その足で向かうのは、今現在、ハッキングによって完全に外部との接触が絶たれている、第三演習場の
だ。
2―Aの出し物があった為、クラスメイトたちやお客さんの身の危険もあったが、誠次たちフレースヴェルグのメンバーが上手く誘導してくれていたようだ。事実、生徒会室からほど近い地下通路の通路には、ディナーショーを見に来ていたと思われる観客や、クラスメイトたちが集まっているようであった。
「ねえ、再演はまだなの?」「早く続きみたいー」「あのイケメン色黒主人公くんの詳細はよ!」
避難した人々からは、そんな声が聞こえてくる。志藤はその間を縫うようにして、歩いていた。

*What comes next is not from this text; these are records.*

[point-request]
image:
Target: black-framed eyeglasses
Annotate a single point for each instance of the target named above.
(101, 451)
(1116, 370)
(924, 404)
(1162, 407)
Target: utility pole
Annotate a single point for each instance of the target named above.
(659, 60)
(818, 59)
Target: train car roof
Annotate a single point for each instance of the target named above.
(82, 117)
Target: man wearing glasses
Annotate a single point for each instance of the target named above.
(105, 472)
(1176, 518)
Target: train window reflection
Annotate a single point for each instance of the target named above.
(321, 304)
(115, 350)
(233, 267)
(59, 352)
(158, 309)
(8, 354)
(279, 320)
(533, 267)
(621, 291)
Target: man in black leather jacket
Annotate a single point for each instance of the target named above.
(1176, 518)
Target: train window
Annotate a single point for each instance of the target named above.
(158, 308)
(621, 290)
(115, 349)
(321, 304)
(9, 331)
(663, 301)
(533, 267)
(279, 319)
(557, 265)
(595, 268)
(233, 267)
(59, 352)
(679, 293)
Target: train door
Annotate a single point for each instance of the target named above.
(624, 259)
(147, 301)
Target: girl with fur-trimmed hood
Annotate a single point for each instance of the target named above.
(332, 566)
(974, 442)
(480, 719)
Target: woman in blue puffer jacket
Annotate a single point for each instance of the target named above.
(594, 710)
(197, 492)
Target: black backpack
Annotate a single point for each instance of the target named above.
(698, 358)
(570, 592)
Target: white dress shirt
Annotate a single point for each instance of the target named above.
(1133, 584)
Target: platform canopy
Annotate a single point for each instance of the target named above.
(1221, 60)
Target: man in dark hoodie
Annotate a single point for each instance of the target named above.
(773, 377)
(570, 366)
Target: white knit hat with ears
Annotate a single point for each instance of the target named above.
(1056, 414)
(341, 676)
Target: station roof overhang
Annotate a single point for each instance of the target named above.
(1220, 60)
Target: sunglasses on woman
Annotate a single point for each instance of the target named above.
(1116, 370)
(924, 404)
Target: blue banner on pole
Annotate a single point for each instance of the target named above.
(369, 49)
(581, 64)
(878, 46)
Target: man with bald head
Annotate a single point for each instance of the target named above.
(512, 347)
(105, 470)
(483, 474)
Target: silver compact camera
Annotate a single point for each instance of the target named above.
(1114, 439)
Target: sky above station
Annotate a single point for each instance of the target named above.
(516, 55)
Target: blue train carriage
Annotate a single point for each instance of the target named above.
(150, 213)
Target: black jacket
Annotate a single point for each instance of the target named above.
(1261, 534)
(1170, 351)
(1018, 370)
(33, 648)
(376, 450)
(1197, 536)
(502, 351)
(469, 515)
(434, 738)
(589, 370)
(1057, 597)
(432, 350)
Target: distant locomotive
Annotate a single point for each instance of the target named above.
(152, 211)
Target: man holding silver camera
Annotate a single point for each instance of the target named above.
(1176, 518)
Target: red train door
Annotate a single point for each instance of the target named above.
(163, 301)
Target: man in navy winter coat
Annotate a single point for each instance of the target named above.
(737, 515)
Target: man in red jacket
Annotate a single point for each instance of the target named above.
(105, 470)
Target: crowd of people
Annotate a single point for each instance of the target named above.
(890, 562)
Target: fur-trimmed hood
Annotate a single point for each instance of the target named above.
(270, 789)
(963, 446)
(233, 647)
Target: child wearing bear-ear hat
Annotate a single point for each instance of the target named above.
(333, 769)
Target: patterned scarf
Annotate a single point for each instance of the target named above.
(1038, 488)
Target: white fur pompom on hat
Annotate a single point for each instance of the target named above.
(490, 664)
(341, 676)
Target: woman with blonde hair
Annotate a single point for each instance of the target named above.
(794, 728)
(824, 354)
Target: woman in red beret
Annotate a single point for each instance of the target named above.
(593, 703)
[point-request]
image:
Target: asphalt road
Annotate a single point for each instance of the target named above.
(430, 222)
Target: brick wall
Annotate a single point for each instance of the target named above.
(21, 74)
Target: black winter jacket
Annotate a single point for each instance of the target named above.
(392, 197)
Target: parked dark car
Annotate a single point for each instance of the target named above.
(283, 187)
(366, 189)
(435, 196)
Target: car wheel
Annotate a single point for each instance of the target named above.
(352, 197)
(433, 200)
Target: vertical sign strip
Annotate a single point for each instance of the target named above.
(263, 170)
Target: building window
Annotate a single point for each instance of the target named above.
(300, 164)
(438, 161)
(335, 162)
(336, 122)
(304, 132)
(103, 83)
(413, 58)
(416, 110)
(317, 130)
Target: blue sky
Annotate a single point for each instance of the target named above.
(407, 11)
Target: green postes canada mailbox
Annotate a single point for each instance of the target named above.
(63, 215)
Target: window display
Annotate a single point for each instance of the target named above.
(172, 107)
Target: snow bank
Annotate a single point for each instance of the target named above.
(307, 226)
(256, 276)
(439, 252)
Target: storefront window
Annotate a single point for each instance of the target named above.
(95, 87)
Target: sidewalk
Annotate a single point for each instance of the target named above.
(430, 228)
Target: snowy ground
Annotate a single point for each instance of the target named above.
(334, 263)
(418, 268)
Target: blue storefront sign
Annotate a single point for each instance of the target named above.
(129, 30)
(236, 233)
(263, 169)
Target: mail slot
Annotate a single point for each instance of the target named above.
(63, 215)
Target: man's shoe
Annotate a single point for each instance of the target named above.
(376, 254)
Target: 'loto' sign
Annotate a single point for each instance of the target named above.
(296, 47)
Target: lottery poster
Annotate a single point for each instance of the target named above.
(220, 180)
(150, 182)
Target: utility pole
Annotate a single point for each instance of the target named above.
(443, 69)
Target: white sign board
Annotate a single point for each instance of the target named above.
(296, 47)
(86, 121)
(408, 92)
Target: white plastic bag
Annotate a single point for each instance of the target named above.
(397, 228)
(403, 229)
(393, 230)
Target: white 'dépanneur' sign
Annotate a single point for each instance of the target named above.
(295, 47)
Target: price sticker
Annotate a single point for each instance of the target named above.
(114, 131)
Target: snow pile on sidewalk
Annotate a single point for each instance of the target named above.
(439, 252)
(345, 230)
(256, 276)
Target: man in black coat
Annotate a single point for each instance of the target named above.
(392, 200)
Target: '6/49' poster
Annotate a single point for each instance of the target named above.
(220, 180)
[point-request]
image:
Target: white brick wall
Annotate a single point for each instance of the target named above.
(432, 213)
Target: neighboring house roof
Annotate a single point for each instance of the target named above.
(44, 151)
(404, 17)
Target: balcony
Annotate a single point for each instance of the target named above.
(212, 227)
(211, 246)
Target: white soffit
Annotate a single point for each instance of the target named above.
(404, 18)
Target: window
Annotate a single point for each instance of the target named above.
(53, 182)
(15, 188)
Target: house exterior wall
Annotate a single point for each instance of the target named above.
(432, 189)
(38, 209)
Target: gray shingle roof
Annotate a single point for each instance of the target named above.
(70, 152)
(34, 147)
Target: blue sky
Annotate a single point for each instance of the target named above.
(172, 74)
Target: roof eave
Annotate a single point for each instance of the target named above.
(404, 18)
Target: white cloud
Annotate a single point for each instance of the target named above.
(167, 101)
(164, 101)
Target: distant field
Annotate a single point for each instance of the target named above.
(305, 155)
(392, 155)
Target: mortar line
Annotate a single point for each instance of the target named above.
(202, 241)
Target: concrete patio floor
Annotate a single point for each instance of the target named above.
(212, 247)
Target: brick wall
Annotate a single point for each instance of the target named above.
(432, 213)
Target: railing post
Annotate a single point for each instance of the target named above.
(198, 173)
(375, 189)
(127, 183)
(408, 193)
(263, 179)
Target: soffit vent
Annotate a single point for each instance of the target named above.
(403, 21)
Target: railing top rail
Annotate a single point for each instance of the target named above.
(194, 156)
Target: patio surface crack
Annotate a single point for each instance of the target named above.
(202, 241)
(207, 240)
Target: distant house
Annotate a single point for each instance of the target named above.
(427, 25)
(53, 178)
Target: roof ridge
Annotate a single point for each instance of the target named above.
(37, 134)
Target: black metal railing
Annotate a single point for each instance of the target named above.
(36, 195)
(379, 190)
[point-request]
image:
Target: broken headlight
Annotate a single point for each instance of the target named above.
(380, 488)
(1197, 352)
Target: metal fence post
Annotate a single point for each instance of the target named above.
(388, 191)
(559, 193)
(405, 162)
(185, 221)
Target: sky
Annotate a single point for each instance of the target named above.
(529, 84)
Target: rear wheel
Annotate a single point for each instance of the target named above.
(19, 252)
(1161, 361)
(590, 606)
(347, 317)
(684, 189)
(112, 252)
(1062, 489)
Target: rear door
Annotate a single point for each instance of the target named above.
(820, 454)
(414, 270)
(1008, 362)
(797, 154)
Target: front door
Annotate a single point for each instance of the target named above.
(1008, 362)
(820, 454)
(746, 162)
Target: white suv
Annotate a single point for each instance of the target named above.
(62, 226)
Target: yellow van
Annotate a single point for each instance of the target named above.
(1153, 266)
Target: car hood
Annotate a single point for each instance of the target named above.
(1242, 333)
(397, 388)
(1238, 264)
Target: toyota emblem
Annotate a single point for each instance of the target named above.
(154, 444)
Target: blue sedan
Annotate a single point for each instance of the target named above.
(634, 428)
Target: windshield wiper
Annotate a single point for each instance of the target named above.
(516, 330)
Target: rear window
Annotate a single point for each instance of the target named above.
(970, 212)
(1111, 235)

(みんな非常事態だって思ってねえな……。そりゃあそうか。ハッキングを受けて攻撃されているなんて、実情を知らなくちゃ俺もただの停電だって思うわな)
戦場となっている個所は演習場のみ。おまけに、予め避難をさせたのだから、その中で戦いが起きていることを知る者は少数だろう。
そんなことを思いながら、志藤は第三演習場のドアの前まで到達する。そこにはその少数名であるフレースヴェルグメンバーの他にも、誠次に魔法を与える女性陣も集まっていた。
「みんな、状況はどうなってる?」
「名簿帳に記入してあるみなさんの避難は完了済みです。誠次さんは一人で、セリムさんと共にこの中にいます」
真が不安そうな面持ちで答える。
「中には入れないのか?」
「学生証をかざしてもうんともすんとも言わない」
「無理やりこじ開けようにも、日頃魔法戦だってする場所だ。そりゃあ頑丈で、びくともしねえよ」
完全に閉ざされたグレイの扉を前に、聡也と悠平も悩まし気な表情を浮かべていた。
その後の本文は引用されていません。